Lambchop – Aw Cmon / No You Cmon
Nashville collective Lambchop are no stranger to difficult concept albums. Their much-admired 2000 release Nixon, near as anyone can tell, wasn’t actually about Nixon, and their latest, the heavily instrumental pair of simultaneously released albums Aw Cmon and No You Cmon, has its origins in a score that frontman Kurt Wagner composed to accompany F.W. Murnau’s silent film, Sunrise. Appropriately, these releases feel like an indie auteur’s skewered, offsides view of what a silent film soundtrack might be like; it’s vague and arch, minimalist even in its larger moments.

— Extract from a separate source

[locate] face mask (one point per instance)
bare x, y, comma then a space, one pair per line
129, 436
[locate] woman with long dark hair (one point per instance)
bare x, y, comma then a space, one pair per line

While the discs are intended as a sort of Double Fantasy call-and-response-type concept album, neither bears much obvious relation to each other thematically, though musically they’re decidedly of a piece. Both mix low-key instrumentals with even lower-key ballads, with lots of guitars, loungey pianos, ineffably lovely string passages and passing nods to jazz and rock thrown in. The band’s previous inclinations toward both alt-soul and countrypolitan have been tamped down dramatically; even the more lush orchestral tracks feel muted.
The two discs eventually begin to take on lives of their own. Aw Cmon is more depressing; No You Cmon is more lively, though this isn’t saying a lot. And while the discs ultimately prove to be more complicated than might have seemed on first listen, they’re chillier, too, both accomplished and remote at the same time.
For such an admirably ambitious outing, Aw Cmon and No You Cmon are oddly uneventful, though there are exceptions. The instrumental track “Timothy B. Schmidt” is probably the first-ever shoutout to the erstwhile Eagles bassist; both “Action Figure” and “Under A Dream Of A Lie” are simple and lovely; and the pleasantly creepy “The Gusher” sounds like the old “Mary Tyler Moore Show” theme (“Who can turn the world on with her smile?”) reinvented by the Tindersticks.